Edgar Degas was a French painter and sculptor who was also one of the founders of the Impressionist movement in the late 19th-century.

Born in Paris in 1834, Edgar Degas developed his skills in the Louvre as a copyist. His early penchant for the drawn line was reinforced in 1855 when Degas met one of his artistic heroes Jean Auguste Dominique Ingres, a painter in the classical tradition. Ingres insisted to Degas that he should solely concentrate on drawing lines in order to become a true artist.

The period of 1856 to 1859 saw Degas experiencing Italy, a sojourn which led to his early studies for his masterpiece The Bellelli Family the titular family being relations of Degas living in Florence.

Degas was adjudged to be sufficiently talented to have work displayed at the French Salon of 1865. This was a time when he was moving away from his early focus on classical subjects toward a new interest in contemporary scenes in his paintings. This was largely due to the influence of Manet.

From 1874 until 1886, Degas exhibited with the Impressionists in a series of landmark events in French and world art. Despite this, he always and virulently rejected the label of Impressionist when it was applied to his art.

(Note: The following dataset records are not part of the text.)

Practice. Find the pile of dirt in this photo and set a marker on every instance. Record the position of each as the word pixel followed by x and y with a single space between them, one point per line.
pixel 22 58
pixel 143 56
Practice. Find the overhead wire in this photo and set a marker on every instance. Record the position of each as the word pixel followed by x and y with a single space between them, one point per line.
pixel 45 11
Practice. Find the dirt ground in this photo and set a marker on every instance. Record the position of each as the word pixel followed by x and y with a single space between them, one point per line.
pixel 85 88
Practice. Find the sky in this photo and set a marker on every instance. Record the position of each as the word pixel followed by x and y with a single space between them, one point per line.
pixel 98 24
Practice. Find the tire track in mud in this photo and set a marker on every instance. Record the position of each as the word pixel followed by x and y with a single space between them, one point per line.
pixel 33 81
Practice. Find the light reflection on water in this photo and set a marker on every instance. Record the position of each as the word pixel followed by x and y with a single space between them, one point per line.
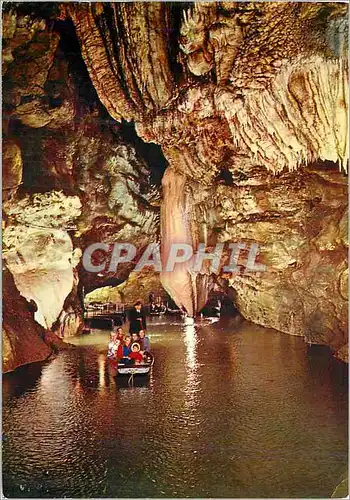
pixel 230 410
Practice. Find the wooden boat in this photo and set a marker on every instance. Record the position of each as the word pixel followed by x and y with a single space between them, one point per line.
pixel 141 369
pixel 155 313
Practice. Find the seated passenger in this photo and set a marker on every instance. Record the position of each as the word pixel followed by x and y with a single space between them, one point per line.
pixel 144 341
pixel 120 334
pixel 113 347
pixel 135 353
pixel 127 346
pixel 135 337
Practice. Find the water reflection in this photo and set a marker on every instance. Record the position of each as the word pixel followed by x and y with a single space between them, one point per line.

Edgar Degas saw his work as more realist in style and rejected the idea of his paintings being in the Impressionist style. However, this has not deterred critics ever since from aligning him with Impressionism. Degas rejected the Impressionists’ of plein air painting or painting outdoors. He considered that the artistic process should be typified more by sober reflection than Impressionistic spontaneity. However, Degas did share certain qualities with the Impressionists such as an interest in a contemporary light and formal experiments like the use of unfamiliar perspectives.

As already mentioned, Ingres was a hero of Degas’s but he also revered the Romantic painter Eugene Delacroix and cited Japanese prints as an instrumental influence. Notable artist friends were Mary Cassatt – with whom he collaborated for a long period, the influential Edouard Manet, and Pierre-Auguste Renoir.

Famous works of Degas include his many pictures of ballet dancers, horses in racecourse scenes, and many others. His importance lies in the brilliance of color, the vivid depiction of movement, and his increasing abstraction of form from his early naturalism.

Edgar Degas died at 83 years of age in 1917 in Paris and was buried in Montmartre.